Действительно, как?!
Я не помню тип военно-транспортного самолета, из которого мне предстояло прыгнуть, правда – с парашютом, в ночное небо, насквозь простреливаемое ракетами афганских душманов. Я не помню цвета платья английской королевы на приеме в честь представительств иностранных государств, а также ее прическу… Я не помню названия ресторана, в котором я поздно ночью брал интервью у будущего президента Чехии Вацлава Гавела. Но я совершенно точно помню, что у продавщицы в магазине «Детские товары» была шестимесячная завивка, которую называли «химка», или «перманент».
Легче всего ответить на вопрос – «Почему твоя мама продавала лук?»
Она его продавала потому, что в доме не хватало денег.
Может быть, я помню отчетливо все детали потому, что в тот день состоялся мой жизненный выбор? Он определил мой взгляд на людей и события, которые еще должны были встретиться и случиться в моей дальнейшей жизни. В моем взгляде на жизнь не могли соединиться горькие рассказы Лупейкина о последних днях жизни моего отца с моими собственными воспоминаниями семилетнего мальчика, однажды и на всю жизнь полюбившего своего отца – красавца флотоводца. Человека, который показал тебе горизонт.
Благородство и маргинальность несоединимы. Так стакан золотистого коньяка нельзя смешать с кружкой деревенской браги. Хотя, как известно, употреблять можно и то, и другое. Эффект почти одинаков. Похмелье – разное.
Я не помню разговора в капитанской каюте под зеленой лампой абажура между тремя взрослыми людьми – моей мамой, отчимом и отцом. Потому что я уже засыпал на постели капитана, в соседнем маленьком отсеке. Откидная полка-кровать с бортиками темно-вишневой полировки. Но я совершенно отчетливо помню, как мы втроем – отец, Иосиф и я – плескались в корабельном душе. Мужики все время хохотали, брызгались водой и травили анекдоты. По очереди они терли друг другу спины жесткой мочалкой, свитой из нитей судового каната. Жесткой – я ощутил это на своей спине, потому что спину надраивали и мне. Надраивать – тоже морской термин. Надраивают палубу и флотские ботинки. Отец прижимал меня к себе одной рукой, а другой тер спину и все время спрашивал: «Тебе не больно?»

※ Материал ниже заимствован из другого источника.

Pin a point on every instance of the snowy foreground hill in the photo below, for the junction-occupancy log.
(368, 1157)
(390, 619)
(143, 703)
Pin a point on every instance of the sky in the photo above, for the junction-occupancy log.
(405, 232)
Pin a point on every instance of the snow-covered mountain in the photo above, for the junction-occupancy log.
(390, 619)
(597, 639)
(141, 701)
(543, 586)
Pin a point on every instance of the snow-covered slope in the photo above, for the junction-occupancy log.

Было больно, но я не сознавался. Я чувствовал на себе руки отца. Еще я запомнил, что волосы у моего отца росли не только на руках и груди, но и на спине – тоже. Меня такая подробность неприятно удивила. Я бы сказал даже, покоробила. У других мужиков я подобной волосатости не видел. Никакого душа в нашей деревне не было. Один раз в неделю, по субботам, все ходили в общую баню, разделенную на две половинки – мужскую и женскую.

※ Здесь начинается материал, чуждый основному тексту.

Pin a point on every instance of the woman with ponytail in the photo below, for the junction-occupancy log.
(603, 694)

Я хорошо помню, что разговор в каюте звучал мирно. И Иосиф с удовольствием чокался своим стаканом со стаканом моего отца, оставаясь вполне добродушным человеком. Наверное, потом он стал ревновать мою маму к ее прошлому. А точнее – к образу жизни моего отца. Который он случайно, вместе со мной, подсмотрел.
Отчим не выигрывал в сравнении. Он был человеком неглупым и понимал увиденное верно.
Повторюсь: у отца к тому времени уже была другая семья. Сквозь сон я слышал голос отца: «Дина… Дочка Людочка… Пусть Санька приезжает в гости…»
Утром все та же шлюпка летела к берегу. «Р-раз, р-раз, р-раз!»
Корабль на рейде на моих глазах становился маленьким. Отец стоял на капитанском мостике. Он был строг и не улыбался. Мама на корабль ни разу не оглянулась. А по лицу Иосифа уже катались знакомые мне желваки. Ничего доброго они не предвещали. Как будто они не терли спины друг другу в душе, не хохотали и не брызгались водой, не травили анекдоты и не сдвигали стаканы с золотистой жидкостью под мягким светом лампы с зеленым абажуром.
Через несколько лет отца не стало. Он умер – тут Лупейкин был прав – в море, неподалеку от порта с нерусским названием Де-Кастри. На капитанском дипломе № 190, выданном в марте 53-го года, рукою безвестного кадровика написано: «Умер 4 сентября 1964 года на катере „Шторм“». Диплом гражданского судоводителя отец получил после окончания службы на флоте военном.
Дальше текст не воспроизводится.